Medium-sized, polyvalent ice-strengthened European polar research vessels include: the Spanish, 82 metre, R/V Hesperides used for bi-polar research and the re-supply of the Antarctic Gabriel de Castilla and Juan Carlos I stations; the French, 65 metre Astrolabe used for marine science and to re-supply the French Dumont d’Urville Antarctic station; the Norwegian, 60 metre, R/V Lance used mainly for Arctic research and to re-supply Norwegian stations on Svalbard; the Finnish, 60 metre, R/V Aranda used for research in both polar regions; and the Danish 58 metre Paamiut operated by the Greenland Institute of Natural Resources and used as a logistics and marine research platform in and around Greenland.
Smaller in size, but equally useful in supporting shallow coastal work and other very localised polar research is the beautiful three-mast, 49 metre, Polish S/Y Oceania, as well as a whole fleet of 15 to 50 metre vessels operated by the above-mentioned nations and polar programmes.

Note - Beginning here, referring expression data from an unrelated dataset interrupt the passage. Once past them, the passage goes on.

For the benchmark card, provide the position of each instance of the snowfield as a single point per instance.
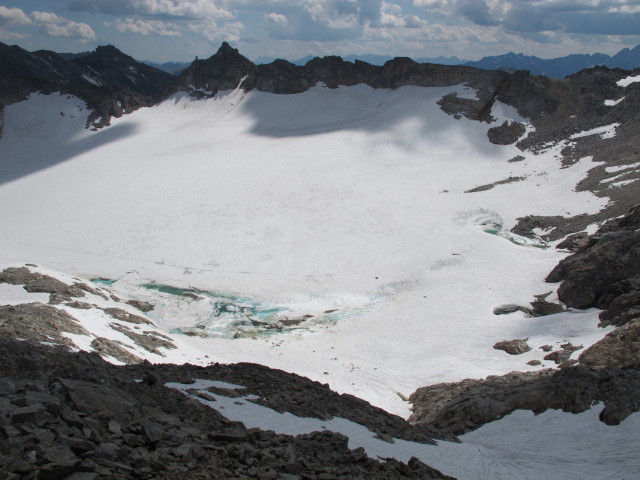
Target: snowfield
(350, 200)
(345, 208)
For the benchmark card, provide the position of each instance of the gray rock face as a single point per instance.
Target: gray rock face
(513, 347)
(506, 134)
(73, 416)
(460, 407)
(605, 273)
(589, 278)
(620, 348)
(123, 84)
(37, 282)
(227, 68)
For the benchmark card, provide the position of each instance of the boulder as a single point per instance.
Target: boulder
(513, 347)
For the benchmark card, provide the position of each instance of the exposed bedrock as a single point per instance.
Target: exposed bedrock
(68, 415)
(460, 407)
(607, 267)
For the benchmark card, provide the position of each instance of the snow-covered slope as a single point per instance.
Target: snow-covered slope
(341, 209)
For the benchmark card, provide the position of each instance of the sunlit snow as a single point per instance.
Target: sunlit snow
(341, 206)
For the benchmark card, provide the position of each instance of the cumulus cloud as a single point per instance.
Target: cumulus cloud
(598, 17)
(229, 31)
(68, 29)
(47, 23)
(13, 16)
(147, 27)
(322, 20)
(195, 9)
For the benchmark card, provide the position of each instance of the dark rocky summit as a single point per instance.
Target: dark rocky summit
(110, 82)
(66, 415)
(75, 416)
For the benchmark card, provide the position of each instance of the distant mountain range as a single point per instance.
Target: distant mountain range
(627, 59)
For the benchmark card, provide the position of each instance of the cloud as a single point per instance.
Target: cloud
(597, 17)
(47, 23)
(193, 9)
(46, 17)
(68, 29)
(229, 31)
(13, 16)
(275, 18)
(319, 20)
(146, 27)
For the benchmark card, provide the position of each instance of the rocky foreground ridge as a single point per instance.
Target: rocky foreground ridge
(65, 415)
(73, 415)
(604, 272)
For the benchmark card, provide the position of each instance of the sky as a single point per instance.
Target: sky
(179, 30)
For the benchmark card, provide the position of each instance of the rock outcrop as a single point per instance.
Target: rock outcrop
(605, 273)
(457, 408)
(110, 82)
(68, 415)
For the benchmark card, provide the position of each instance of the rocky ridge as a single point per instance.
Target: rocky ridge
(558, 111)
(110, 82)
(602, 273)
(75, 416)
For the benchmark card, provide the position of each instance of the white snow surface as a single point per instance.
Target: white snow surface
(348, 199)
(625, 82)
(520, 446)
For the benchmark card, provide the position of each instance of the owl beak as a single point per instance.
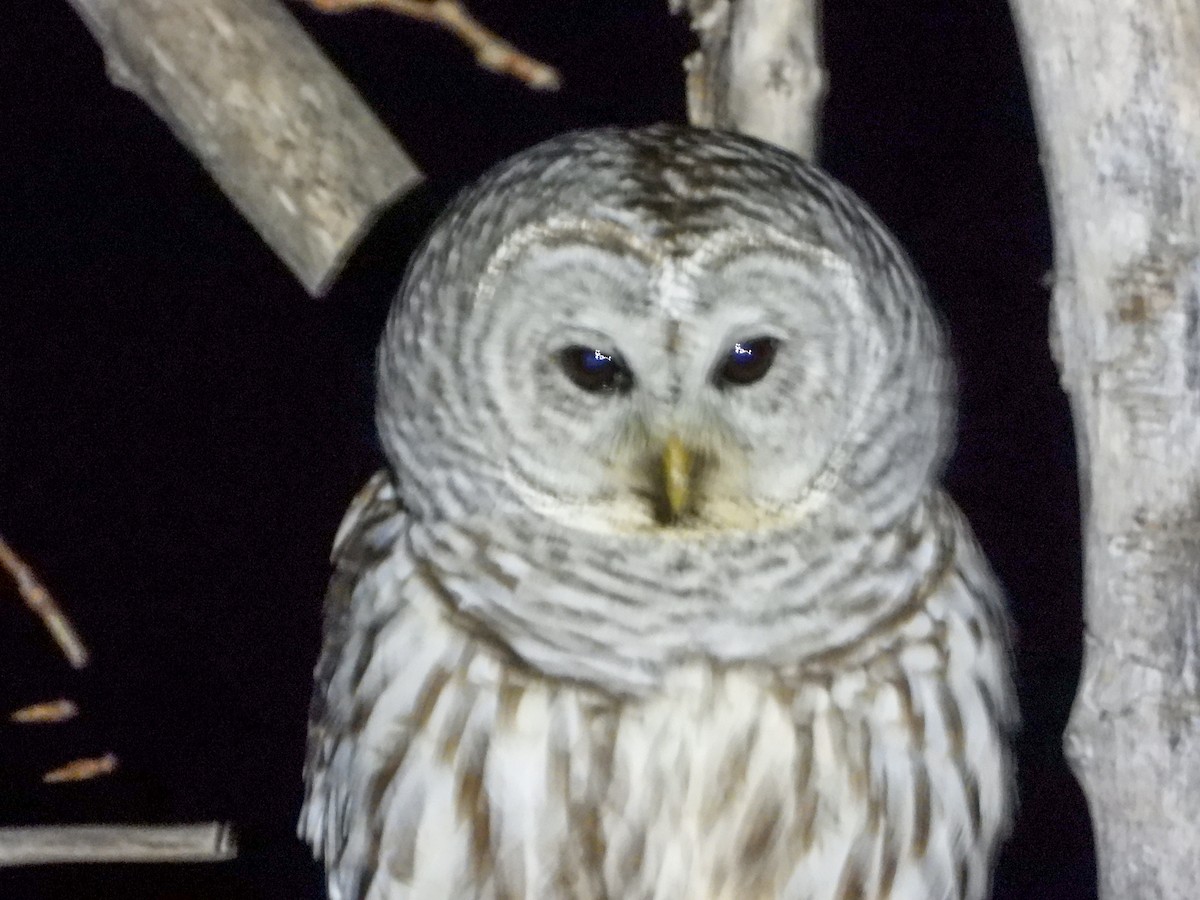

Russia: a promising partner for the EUA member of the European Polar Board, Russia brings a full range of ships, stations and skills to its EU partners.
Established in 1920, the Russian Arctic and Antarctic Research Institute (AARI) still manages a vast infrastructure inherited from the time of the Soviet Union. Today, the institute is part of the Russian Federal Service on Hydrometeorology and Environmental Monitoring and, at its headquarters in St Petersburg, houses 17 scientific departments, an Arctic and Antarctic museum, a centre for Ice and Hydrometeorological studies, and the Russian Antarctic Expedition (RAE), which manages all the institute’s Antarctic stations and activities. What’s more, the AARI is the keeper of a vast data collection spanning back to its origin and touching on everything from ice, to ocean and atmospheric, geophysical and other processes.
Thanks to its ships and many research stations, the institute continues to perform complex investigations in fields ranging from oceanography to ice dynamics, meteorology, ocean/air interaction, geophysics, hydrochemistry, ecology and polar engineering. More recently, and regrettably often overshadowing its other activities, the AARI has received a lot of publicity for its ice core drilling project at its Vostok Station on the Antarctic Plateau (the world’s most remote research station) and its discovery of a lake that has been buried beneath the ice sheet for some 2 million years.